Air system upgrades march on

Federal Aviation Administration officials are moving ahead with the Global Communications, Navigation and Surveillance System (GCNSS) for managing air traffic.

Officials awarded the system's second-phase contract to Boeing Co./Phantom Works. The deal has a base value of $12.9 million, with an option to extend it to $23.2 million.

FAA officials are installing modern systems such as the Traffic Flow Modernization System, which aims to expand airspace capacity and cut costs by enabling collaboration among airlines.

Phase 2 of GCNSS will focus on three elements of a System Wide Information Management infrastructure: developing a surveillance data network, a weather network and an aeronautical information management network for data sharing. The goal is to give users and air traffic controllers a common operating picture to boost the agency's response rates to weather and security concerns and to facilitate collaborative decisions.

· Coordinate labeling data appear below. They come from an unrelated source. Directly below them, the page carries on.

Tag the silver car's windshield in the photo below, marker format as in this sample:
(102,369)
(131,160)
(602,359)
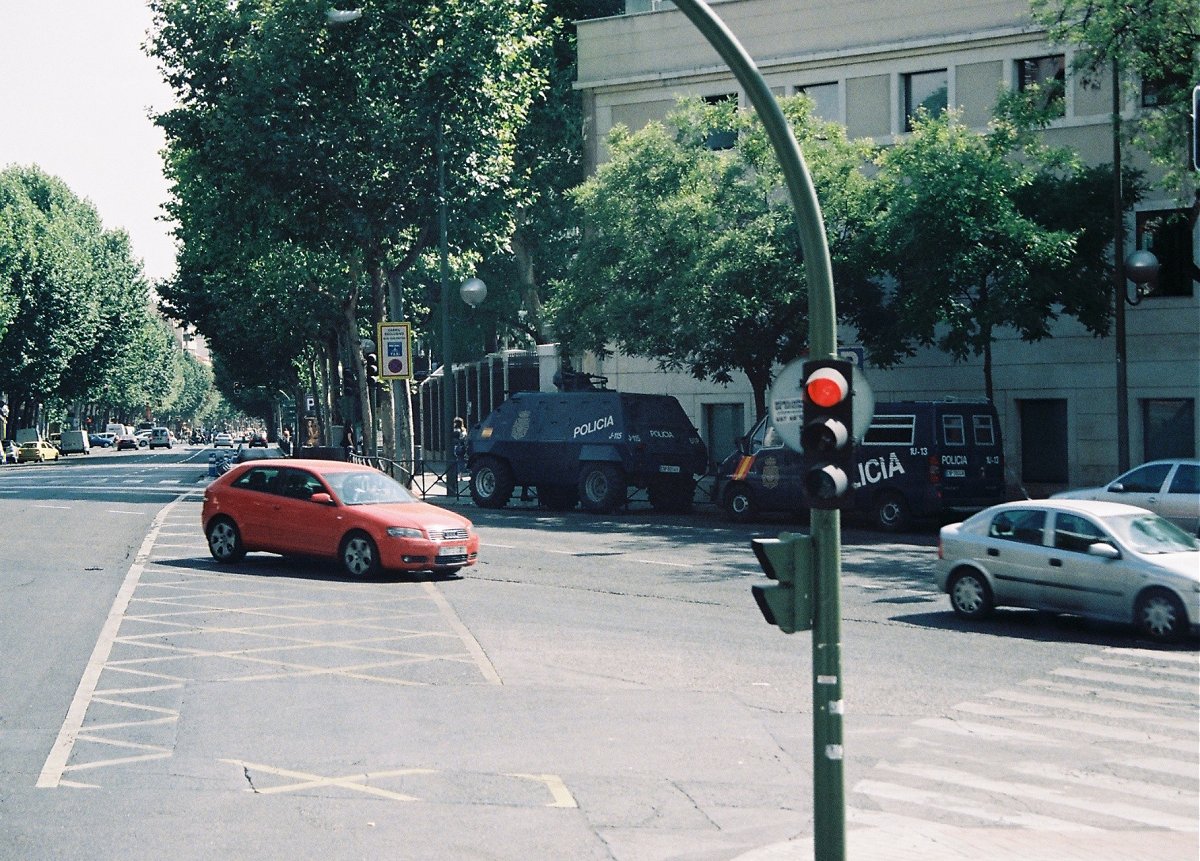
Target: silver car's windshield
(1151,534)
(367,488)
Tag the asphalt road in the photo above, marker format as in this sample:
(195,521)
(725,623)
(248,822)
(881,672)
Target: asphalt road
(595,687)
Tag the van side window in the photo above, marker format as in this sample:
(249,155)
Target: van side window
(1018,525)
(984,432)
(892,431)
(953,431)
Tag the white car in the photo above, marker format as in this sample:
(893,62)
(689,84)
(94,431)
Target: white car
(1169,488)
(1103,560)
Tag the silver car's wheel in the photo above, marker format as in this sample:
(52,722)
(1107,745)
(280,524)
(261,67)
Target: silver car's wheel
(359,555)
(225,541)
(1161,616)
(971,595)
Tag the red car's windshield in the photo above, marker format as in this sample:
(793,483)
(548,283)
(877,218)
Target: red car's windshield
(367,488)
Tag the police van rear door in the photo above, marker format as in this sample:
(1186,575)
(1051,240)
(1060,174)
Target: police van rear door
(970,456)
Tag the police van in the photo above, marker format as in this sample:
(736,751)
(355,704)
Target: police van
(918,458)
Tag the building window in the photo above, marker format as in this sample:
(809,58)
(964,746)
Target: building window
(1168,234)
(929,90)
(718,138)
(1168,428)
(1157,90)
(825,101)
(1043,440)
(1049,76)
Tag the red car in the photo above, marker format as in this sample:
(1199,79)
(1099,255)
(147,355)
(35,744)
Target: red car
(357,515)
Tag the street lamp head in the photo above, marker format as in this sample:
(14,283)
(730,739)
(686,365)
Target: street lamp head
(473,291)
(1141,266)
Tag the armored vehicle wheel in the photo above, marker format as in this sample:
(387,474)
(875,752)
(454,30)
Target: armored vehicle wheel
(738,503)
(491,483)
(557,497)
(892,512)
(601,487)
(672,495)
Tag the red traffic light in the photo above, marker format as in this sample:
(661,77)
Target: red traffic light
(827,387)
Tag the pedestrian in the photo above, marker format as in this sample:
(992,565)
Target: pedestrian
(459,431)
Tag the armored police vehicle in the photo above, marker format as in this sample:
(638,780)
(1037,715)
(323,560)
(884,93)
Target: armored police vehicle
(586,447)
(918,458)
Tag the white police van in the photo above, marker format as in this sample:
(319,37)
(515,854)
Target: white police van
(918,458)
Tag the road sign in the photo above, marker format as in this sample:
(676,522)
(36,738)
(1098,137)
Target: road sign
(395,351)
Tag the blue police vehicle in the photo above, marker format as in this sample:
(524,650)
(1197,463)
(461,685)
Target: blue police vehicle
(917,459)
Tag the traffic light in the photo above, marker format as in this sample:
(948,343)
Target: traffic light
(827,437)
(787,560)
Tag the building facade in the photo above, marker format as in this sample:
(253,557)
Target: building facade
(868,64)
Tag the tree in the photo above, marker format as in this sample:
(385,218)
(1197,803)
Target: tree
(327,138)
(72,291)
(977,232)
(690,254)
(1157,40)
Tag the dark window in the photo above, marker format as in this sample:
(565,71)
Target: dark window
(825,100)
(984,431)
(929,90)
(1077,534)
(1168,234)
(1019,524)
(1169,428)
(1145,479)
(1048,74)
(1159,89)
(892,431)
(954,431)
(1043,440)
(1186,480)
(719,138)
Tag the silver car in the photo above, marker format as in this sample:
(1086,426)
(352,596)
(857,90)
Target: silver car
(1103,560)
(1169,488)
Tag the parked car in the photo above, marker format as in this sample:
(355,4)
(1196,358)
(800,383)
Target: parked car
(126,440)
(160,438)
(1169,488)
(335,510)
(37,451)
(1097,559)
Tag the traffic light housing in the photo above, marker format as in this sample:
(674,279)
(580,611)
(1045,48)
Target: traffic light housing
(789,561)
(827,437)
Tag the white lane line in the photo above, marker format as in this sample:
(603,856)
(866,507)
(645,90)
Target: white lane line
(57,762)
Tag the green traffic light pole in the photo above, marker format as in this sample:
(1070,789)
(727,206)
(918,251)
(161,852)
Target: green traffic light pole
(828,778)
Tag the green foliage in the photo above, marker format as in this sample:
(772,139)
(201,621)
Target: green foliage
(691,256)
(75,301)
(1156,40)
(975,233)
(303,157)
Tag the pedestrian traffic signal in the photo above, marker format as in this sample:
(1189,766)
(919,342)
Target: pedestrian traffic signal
(789,561)
(827,437)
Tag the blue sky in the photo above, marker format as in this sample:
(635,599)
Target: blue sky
(75,94)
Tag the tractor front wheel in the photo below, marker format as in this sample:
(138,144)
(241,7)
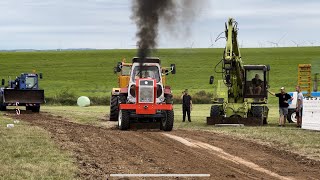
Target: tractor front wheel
(3,107)
(124,119)
(167,121)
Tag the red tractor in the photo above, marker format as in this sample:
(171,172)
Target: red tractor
(146,99)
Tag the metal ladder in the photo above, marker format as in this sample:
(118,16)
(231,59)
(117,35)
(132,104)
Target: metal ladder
(304,78)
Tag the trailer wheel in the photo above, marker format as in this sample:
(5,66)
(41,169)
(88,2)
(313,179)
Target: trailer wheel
(257,111)
(215,111)
(114,108)
(167,122)
(124,119)
(3,107)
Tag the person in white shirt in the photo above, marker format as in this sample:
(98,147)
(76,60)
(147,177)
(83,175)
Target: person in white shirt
(299,106)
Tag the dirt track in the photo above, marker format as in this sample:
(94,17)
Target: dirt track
(104,151)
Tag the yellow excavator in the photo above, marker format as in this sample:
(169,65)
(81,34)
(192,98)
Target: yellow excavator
(241,95)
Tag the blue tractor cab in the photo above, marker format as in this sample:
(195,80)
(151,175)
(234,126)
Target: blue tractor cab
(23,91)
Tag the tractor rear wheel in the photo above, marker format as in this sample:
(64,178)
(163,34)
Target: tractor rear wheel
(114,108)
(257,111)
(215,111)
(3,107)
(167,122)
(124,119)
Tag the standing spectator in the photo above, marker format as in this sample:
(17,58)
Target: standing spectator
(186,105)
(283,105)
(299,107)
(256,85)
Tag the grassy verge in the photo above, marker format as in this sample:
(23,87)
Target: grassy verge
(290,138)
(27,152)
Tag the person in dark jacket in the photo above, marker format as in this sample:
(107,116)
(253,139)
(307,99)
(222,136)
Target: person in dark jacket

The system is especially critical, according to Dave Jones, Boeing's GCNSS program manager, "particularly at a time when the nation's air traffic system is again facing the crippling impact of congestion and delays."

Union officials don't contest the idea of technology upgrades, but they believe that ensuring a viable controller workforce should be the aviation agency's top priority.

"We're noticing that at a lot of control facilities, they don't even have enough staffing to take controllers off position to do the training for new technology," said Doug Church, a spokesman for the National Air Traffic Controllers Association (NATCA).

By 2010, an additional 2,000 controllers will be needed to respond to an anticipated increase in traffic, according to the Government Accountability Office. And since the beginning of this year, the FAA has lost nearly 400 controllers and has hired one. GAO officials predict that half of all air traffic controllers will retire in the next decade.

Church pointed to a control center in Anchorage, Alaska, which is slated to initiate an FAA modernization plan, the Advanced Technology and Oceanic Procedures (ATOP), in January 2005.

The center has 120 controllers, 106 of which are fully trained, but it could lose 11 controllers by next year when ATOP begins, he said. "When you're trying to implement technology that large and that important, not addressing who is taking [controllers'] places is a huge problem, and that is indicative all across the country," he said.

When staffing becomes scarce, the ability to train controllers on new technology is the first thing to go, Church said, adding that the efficiency of the system is the next to suffer.

The agency's fiscal 2005 budget proposal does not include funding to hire more controllers. But NATCA lobbied congressional appropriators for additional money for air traffic controllers. The House included $9 million — $5 million less than the organization recommended — exclusively for hiring and training more controllers in the Transportation Appropriations Bill. The Senate is still considering the legislation. Church said NATCA is optimistic that the Senate will grant $14 million — enough to cover 350 additional controllers.